Editor’s Note: In a two-part interview for “Healthcare Informatics,” Manatt Partner Deven McGraw—a member of the federal Health Information Technology (HIT) Policy Committee and chair of its Privacy and Security Workgroup—looks ahead at what to expect from the Meaningful Use Stage 3 proposed rule. Below is a summary of Deven’s predictions of what the new rule—scheduled to be released in early March—might bring. To read the full interview, click here for part 1 and here for part 2.

Expectations for the Stage 3 Proposed Rule of Meaningful Use

Based on the emphasis of the Office of the National Coordinator (ONC), the proposed rule is expected to focus on ensuring the goals of interoperability are achieved—that disparate systems will be able to exchange data, consume it and use it to populate their electronic health record (EHR) systems. The Health IT Policy Committee believes it’s important that Stage 3 focuses more on achieving outcomes rather than emphasizing process. In anticipating Stage 3, the Policy Committee thoughtfully articulates the tension between wanting to move toward more outcomes-based measures and fearing we’ll lose the progress we’ve made toward the process objectives in Stages 1 and 2. The proposed rule is likely to seek a balance between heightened attention to interoperability and some relief in the specific process objectives and quality reporting measures that brought complaints from providers.
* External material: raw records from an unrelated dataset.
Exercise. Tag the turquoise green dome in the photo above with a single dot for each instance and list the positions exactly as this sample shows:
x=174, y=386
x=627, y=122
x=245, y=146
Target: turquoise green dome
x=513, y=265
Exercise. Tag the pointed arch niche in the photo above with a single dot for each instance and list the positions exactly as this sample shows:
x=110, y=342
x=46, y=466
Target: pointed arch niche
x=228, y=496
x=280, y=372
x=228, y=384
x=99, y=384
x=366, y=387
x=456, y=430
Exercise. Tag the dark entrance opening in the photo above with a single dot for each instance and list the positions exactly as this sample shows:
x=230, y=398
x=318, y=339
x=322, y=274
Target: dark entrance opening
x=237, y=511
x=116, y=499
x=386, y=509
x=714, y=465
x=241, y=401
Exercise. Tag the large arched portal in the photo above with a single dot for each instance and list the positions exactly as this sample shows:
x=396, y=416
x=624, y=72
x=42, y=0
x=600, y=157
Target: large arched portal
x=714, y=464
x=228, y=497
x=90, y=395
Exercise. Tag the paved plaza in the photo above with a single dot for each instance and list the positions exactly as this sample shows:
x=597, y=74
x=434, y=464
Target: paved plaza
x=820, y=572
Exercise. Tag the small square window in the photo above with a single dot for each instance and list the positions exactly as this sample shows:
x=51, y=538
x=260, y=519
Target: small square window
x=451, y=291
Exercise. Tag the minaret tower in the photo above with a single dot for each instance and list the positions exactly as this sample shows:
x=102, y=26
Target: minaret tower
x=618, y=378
There has been some talk that Stage 3 will focus on interoperability only. We don’t have many metrics around evaluating outcomes, however—and very few process measures incorporate the necessity of exchanging data in an interoperable way. It’s hard to envision a robust incentive program that is microfocused on interoperability alone.

Moving Away from a “Check the Box” Approach

In Stage 2, there was some pushback and discomfort among program participants with how objectives for exchanging data were presented. There was the feeling that the way the objectives were set—such as the percentages of exchange that needed to happen—reflected a “check the box” approach as opposed to a true holistic assessment of whether care is better coordinated because all of a patient’s providers can exchange data.

How can we reward the interoperable exchange of data in a way that’s less "check the box?" There are not as many options as we’d like, but outcomes measurement is one possibility.

Privacy Challenges of Interoperable Systems

In most cases and most states, it is legally allowed to exchange data to treat patients, on the presumption that most patients would consent to the exchange, if asked. Under the Health Insurance Portability and Accountability Act (HIPAA), as well as many state privacy laws, exchanging data is permitted without the need for specific patient authorization.

There are exceptions. Sharing information that’s covered by federal substance treatment laws requires specific patient authorization, as well as the need to put the recipient provider on notice that the data carries additional privacy protections. In addition, some state laws require patient consent even to exchange data. In those instances, it is the originating provider’s responsibility to get and store patient consent.

The ability to persist consent (meaning the consent obligation travels with the data as it crosses institutional/organizational boundaries) isn’t quite there yet from a technical capability standpoint, in terms of widespread availability and use. Ultimately, it is the provider’s obligation to have secure ways to exchange data and be sure it is going to the right place.

Is Meaningful Use Near Its End?

There are some people saying this is the last rule. The incentive dollars are no longer going to be there. The penalty provisions remain, however—and the Centers for Medicare & Medicaid Services (CMS) needs a strategy for dealing with penalties in the years ahead, when the incentive dollars are gone. Even though the incentive program may be done, now we are moving into the penalty phase. That could require adjustments in the objectives that must be met to avoid incurring penalties.

CMS has enormous financial resources at its disposal through the Medicare/Medicaid programs that it could continue to deploy to create either incentives or disincentives. It could shape objectives that are related to avoiding penalties the same way it shaped objectives around earning incentives. The real question is how much can we leverage the penalties?

While Stage 3 is not a swan song, it is a significant milestone. It marks the last time that a set of objectives can be tied to incentive dollars. After that, it’s all about the penalties.

Congress already wants to know what we have done—and what we have gained for the dollars spent. Stage 3 is our last shot at maximizing our investment in meaningful use.